Eoin Morgan exercised caution in declining to confirm the match-winning all-rounder’s participation against the Kiwis this weekend, only because Stokes was still bowling in the nets when the England captain spoke to the press.
Stokes is nonetheless almost certainly about to play his first international match since September 24 – with opener Alex Hales highly likely to be the man who steps aside to achieve the balance Morgan wants in his 50-over team.
Asked about Stokes’ readiness, Morgan said: “He’s bowling out the back at the minute.
“If he comes through fine today and unscathed tomorrow and a low risk of getting injured on Sunday, then he’ll be fit to play.”
Stokes’ absence has been the premier talking point of the past Ashes winter, in which England lost the Tests 4-0 to Australia without him but then bounced back under Morgan for a 4-1 ODI success – before most recently falling short in the Twenty20 Tri-Series.
Stokes was unavailable until he was able to confirm his not guilty plea to a charge of affray at Bristol Magistrates Court earlier this month, and was duly cleared to travel out to join his team-mates in New Zealand.
Expectations will be high for the return of a world-renowned cricketer capable of turning any match with bat or ball.
He’s hit the ground running, and he’s been himself - which has been great to see Eoin Morgan
But Morgan has wisely advised against anticipating too much too soon.
“I mentioned yesterday that he might be better the more games he does play – this is his first for quite a long time,” he said.
“His thoughts will be along the same lines.”
Morgan has, however, been impressed by what he has seen so far from Stokes in practice – and his ability to set aside any off-field concerns.
“It’s a skill of any professional sportsman, or any professional when it comes down to doing your job, and it’s actually a nice release because you get to focus on one thing.
“He looks in great nick.
“He’s hit the ground running, and he’s been himself – which has been great to see.”

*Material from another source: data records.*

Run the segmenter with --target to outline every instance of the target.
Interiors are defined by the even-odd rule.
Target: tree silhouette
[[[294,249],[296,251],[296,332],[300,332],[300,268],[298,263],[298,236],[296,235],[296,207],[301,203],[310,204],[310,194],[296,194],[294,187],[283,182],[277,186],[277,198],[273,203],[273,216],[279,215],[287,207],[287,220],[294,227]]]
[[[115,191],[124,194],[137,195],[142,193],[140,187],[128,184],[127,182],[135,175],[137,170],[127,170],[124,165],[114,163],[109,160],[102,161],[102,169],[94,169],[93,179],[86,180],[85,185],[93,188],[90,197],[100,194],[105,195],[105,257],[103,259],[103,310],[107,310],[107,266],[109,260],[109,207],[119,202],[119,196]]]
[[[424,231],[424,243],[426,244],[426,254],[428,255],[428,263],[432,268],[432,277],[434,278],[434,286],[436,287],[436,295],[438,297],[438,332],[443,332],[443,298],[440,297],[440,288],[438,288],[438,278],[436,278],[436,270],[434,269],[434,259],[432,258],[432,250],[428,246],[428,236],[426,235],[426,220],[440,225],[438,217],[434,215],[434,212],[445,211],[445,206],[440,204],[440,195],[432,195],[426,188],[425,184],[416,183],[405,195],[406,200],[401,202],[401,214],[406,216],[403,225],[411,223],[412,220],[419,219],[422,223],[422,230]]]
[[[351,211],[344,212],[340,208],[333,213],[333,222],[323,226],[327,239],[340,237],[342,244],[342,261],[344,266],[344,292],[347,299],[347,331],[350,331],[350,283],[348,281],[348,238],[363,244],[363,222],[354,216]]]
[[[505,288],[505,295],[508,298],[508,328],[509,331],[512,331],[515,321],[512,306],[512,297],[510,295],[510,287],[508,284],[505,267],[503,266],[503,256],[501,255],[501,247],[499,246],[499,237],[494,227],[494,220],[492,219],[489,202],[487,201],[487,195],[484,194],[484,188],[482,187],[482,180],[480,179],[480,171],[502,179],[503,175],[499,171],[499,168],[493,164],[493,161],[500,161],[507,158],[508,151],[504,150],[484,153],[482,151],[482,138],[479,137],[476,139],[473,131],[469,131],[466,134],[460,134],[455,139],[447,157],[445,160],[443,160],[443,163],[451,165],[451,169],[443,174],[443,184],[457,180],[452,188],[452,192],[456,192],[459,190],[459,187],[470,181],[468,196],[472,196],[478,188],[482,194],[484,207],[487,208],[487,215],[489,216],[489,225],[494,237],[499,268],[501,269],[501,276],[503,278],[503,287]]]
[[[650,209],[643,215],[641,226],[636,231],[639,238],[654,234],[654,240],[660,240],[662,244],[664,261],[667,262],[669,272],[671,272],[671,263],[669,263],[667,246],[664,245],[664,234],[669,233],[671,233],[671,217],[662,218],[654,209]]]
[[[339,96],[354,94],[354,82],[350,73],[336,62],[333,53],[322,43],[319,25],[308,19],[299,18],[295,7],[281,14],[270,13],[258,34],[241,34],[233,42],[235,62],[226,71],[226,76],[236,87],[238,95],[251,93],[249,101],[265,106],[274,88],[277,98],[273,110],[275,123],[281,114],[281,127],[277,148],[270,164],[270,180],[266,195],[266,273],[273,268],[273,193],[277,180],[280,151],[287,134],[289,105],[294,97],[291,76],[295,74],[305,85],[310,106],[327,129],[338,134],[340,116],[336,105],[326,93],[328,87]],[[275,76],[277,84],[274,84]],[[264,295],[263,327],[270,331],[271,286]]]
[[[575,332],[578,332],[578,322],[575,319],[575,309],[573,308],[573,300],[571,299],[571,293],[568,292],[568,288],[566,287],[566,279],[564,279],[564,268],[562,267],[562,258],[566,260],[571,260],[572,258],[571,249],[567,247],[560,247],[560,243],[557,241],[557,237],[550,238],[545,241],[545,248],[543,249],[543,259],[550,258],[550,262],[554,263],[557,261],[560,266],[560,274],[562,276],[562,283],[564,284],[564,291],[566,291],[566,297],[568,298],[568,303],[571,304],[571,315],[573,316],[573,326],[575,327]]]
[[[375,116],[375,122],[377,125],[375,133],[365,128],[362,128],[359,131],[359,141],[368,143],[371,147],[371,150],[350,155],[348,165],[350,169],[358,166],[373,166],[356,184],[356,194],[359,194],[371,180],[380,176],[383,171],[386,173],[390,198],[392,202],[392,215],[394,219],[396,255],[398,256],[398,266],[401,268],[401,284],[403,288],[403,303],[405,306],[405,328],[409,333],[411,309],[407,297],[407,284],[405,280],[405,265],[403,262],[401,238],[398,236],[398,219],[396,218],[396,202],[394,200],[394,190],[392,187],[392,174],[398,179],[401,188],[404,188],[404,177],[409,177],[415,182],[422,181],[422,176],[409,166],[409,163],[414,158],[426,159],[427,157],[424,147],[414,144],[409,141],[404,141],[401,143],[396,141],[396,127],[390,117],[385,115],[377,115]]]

With or without Stokes, England face an exacting task against opponents who have won all eight of their ODIs at home this year, trouncing West Indies and Pakistan.
“Before the Australia series, I said these two series had the potential to expose some of our weakness as a side – and we have to be open to improving on them,” added Morgan.
“New Zealand have been on a run, and have a well-balanced side.
“Adapting our game to conditions is an important part of it.”
Morgan can be a hard taskmaster, and proved the point with a critique of England despite victories in eight of their last nine ODI series and their run to the semi-finals of last year’s Champions Trophy.
“Our batting has taken a bit of a backward step in Australia, so we’d like to see improvements in this series,” he said.
“Our bowling has come a long way in the last 11 months, which has been a really good sign.
“You can win a lot of games with the bat, but restricting and having control of the game with the ball is so powerful.”